If they want to open up to you about their symptoms, or their therapy, or their medication, etc. Let them!

Resist the flinching or cringing. Be open-minded and supportive and you might learn a lot about them and strengthen your relationship.

You might also find that they are the ones most willing to listen to you when you have a problem.

#6. Know that they are trying/Don’t judge.

People with depression often get an earful of well-meaning advice about how to “think positively,” or “push through it.” Honestly, you’d be surprised to know the extent of the pep talks they’ve given themselves before you’ve even finished breakfast. Not to mention what they’ve “pushed through” to make it to the table.
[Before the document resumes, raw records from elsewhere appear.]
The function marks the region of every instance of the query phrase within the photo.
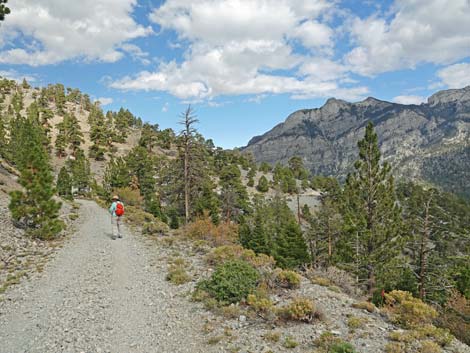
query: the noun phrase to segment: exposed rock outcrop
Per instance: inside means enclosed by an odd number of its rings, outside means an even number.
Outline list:
[[[438,92],[421,105],[330,98],[321,108],[294,112],[243,151],[273,164],[300,156],[313,174],[343,178],[357,158],[357,141],[368,121],[397,176],[470,196],[463,182],[470,176],[470,86]]]

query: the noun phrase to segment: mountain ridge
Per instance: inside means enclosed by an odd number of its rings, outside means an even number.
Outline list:
[[[344,178],[352,170],[357,141],[369,121],[376,127],[384,160],[398,177],[470,196],[470,187],[459,182],[468,176],[470,166],[470,86],[436,92],[420,105],[374,97],[354,103],[329,98],[322,107],[293,112],[270,131],[253,137],[242,151],[272,164],[300,156],[313,174]],[[464,163],[456,165],[446,156]],[[436,160],[440,160],[438,170]],[[446,172],[436,175],[441,170]],[[449,184],[442,180],[447,177],[455,180]]]

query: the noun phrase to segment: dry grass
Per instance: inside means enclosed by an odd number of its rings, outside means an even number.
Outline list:
[[[183,234],[193,240],[205,240],[214,246],[233,244],[238,237],[238,225],[232,222],[212,223],[208,215],[188,224]]]

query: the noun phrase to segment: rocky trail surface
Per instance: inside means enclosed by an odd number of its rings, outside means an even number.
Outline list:
[[[215,315],[187,297],[211,272],[195,244],[129,230],[112,240],[106,210],[91,201],[80,204],[75,234],[43,272],[0,297],[0,353],[281,353],[289,340],[298,343],[289,345],[290,352],[303,353],[318,352],[313,342],[325,332],[347,339],[358,353],[381,353],[396,329],[379,313],[353,308],[348,295],[306,278],[301,288],[274,299],[312,298],[325,314],[320,322],[278,326],[247,317],[239,307]],[[165,277],[171,259],[179,257],[190,264],[191,280],[175,286]],[[362,326],[351,330],[351,318]],[[454,340],[444,352],[470,348]]]
[[[208,352],[191,303],[165,281],[155,243],[112,240],[106,211],[81,201],[76,234],[0,302],[0,352]]]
Imagine you wake up one morning and look at your calendar. As you are planning your day and writing your to-do list, someone is strapping weights around your arms, legs, and torso. Someone else is whispering in your ear that you’ll never finish everything on that list, reminding you of everything you failed to do the day before, and telling you how much you disappointed everyone.
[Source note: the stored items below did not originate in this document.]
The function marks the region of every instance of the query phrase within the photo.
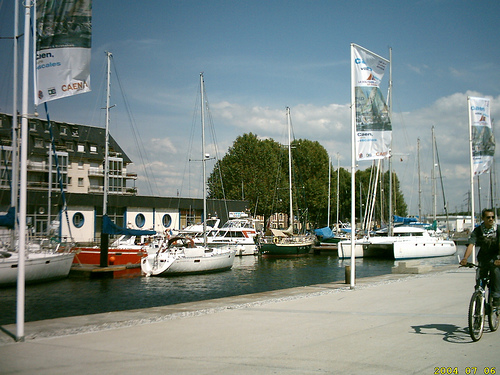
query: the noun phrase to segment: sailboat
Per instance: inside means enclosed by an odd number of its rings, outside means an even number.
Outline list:
[[[109,109],[110,109],[110,81],[111,81],[111,52],[106,52],[107,56],[107,95],[106,95],[106,143],[104,152],[104,195],[103,195],[103,218],[100,246],[93,247],[74,247],[76,253],[74,262],[78,265],[100,265],[107,267],[112,265],[138,265],[143,255],[148,250],[154,249],[154,244],[158,241],[156,231],[138,230],[122,228],[117,226],[107,215],[108,190],[109,190]],[[121,235],[117,241],[109,248],[109,235]],[[136,245],[135,240],[141,236],[148,236],[147,242],[150,246]],[[132,243],[130,243],[132,242]],[[139,243],[145,243],[142,240]]]
[[[203,216],[206,217],[206,161],[205,154],[205,99],[203,73],[200,73],[201,92],[201,155],[203,163]],[[203,221],[203,245],[196,245],[192,238],[176,236],[165,239],[157,252],[149,253],[142,258],[141,270],[146,276],[171,276],[220,272],[233,267],[235,251],[229,247],[212,247],[207,245],[206,220]]]
[[[15,32],[17,34],[17,2],[15,4]],[[21,152],[17,149],[17,59],[14,70],[14,95],[12,116],[12,176],[11,204],[8,212],[0,219],[0,227],[10,230],[10,244],[0,249],[0,286],[16,285],[18,296],[24,300],[24,283],[43,282],[61,279],[68,276],[73,253],[64,252],[57,247],[44,249],[38,244],[31,244],[27,240],[26,205],[27,205],[27,160],[28,160],[28,75],[29,75],[29,21],[30,12],[25,14],[25,47],[23,61],[23,90],[22,90],[22,124],[21,124]],[[17,36],[14,37],[14,55],[17,55]],[[19,180],[17,176],[20,176]],[[19,185],[18,185],[19,182]],[[19,194],[18,187],[19,186]],[[16,205],[19,197],[19,205]],[[16,207],[19,207],[17,217]],[[22,336],[19,335],[19,336]]]
[[[268,228],[259,238],[259,253],[265,257],[297,257],[309,254],[315,236],[294,234],[292,194],[292,145],[290,108],[286,108],[288,125],[288,188],[290,195],[290,227],[286,231]]]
You push those thoughts away and wade through waist deep mud to the kitchen. Immediately, you are asked to make juice, cereal, lunches, find missing backpacks, match socks, and reminded of a bill that needs paid and an event at the school you must attend.

You check things off in a hurry, but seem to be moving in slow motion. Everything takes longer and uses more energy than you could have imagined.
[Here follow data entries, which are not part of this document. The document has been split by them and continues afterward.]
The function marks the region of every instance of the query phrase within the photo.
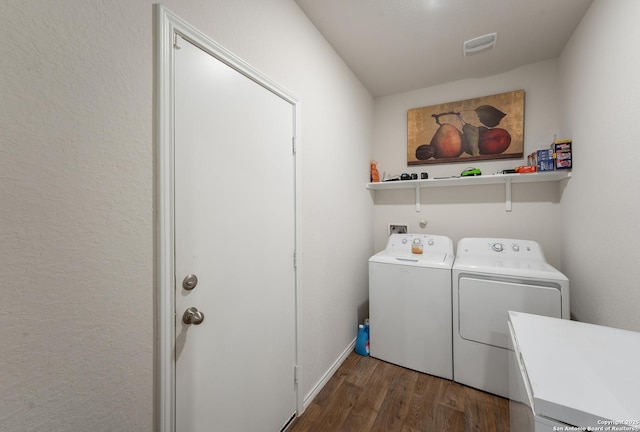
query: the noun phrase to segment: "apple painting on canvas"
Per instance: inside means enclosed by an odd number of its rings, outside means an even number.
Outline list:
[[[407,164],[521,158],[524,90],[407,111]]]

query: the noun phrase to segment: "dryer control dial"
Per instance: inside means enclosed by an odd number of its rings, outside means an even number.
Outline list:
[[[504,250],[504,246],[502,246],[502,243],[494,243],[491,245],[491,249],[495,252],[502,252]]]
[[[511,245],[511,249],[513,249],[514,252],[519,252],[520,251],[520,245],[518,243],[514,243]]]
The kids leave and you sink into the couch. You remember the event at school again and tell yourself to take a shower. Several minutes later, you decide a little dry shampoo or a hat will suffice.

You decide to do dishes and straighten up before you leave, then realize the toddler still needs shoes and they are nowhere to be found. Her hair is a mess and it’s time to go. Barefoot it is.

And on goes the happy mask. But this time it’s not for everyone else. They don’t know how you’re feeling on the inside. They don’t even know you.

This time it’s for you. Because you want nothing more than to sit quietly through your child’s performance and enjoy every second of it.

You want nothing more than to be happy.

 

How do you talk about your depression? How can those around you help? Start a conversation and share your story! I’d love to hear about it!

 

 

6 thoughts on “My Happy Mask – Why People Don’t Tell You They Have Depression

  1. Thank you for this post. My mother was diagnosed with depression a couple of years ago after a lengthy and scary hospital stay. Because it was untreated it manifested in physical symptoms such as seizures. Once she started getting treatment everything changed for the better. No one would have guessed she had it from the outside because she always seemed so strong. It was a hard time for our entire family, but it changed us all for the better and she is so much healthier now!

  2. As soon as I started reading the opening vignette, I knew this would be a good post. You’ve captured depression so well. I’ve had a couple of spells of situational depression as well as some postpartum depression and it’s absolutely real. During those times it’s hard for me to make it through the day because, as you said, everything takes so much longer and more energy than anticipated. And I agree about the “happy mask” – sometimes you put it on for others, other times you put it on for you.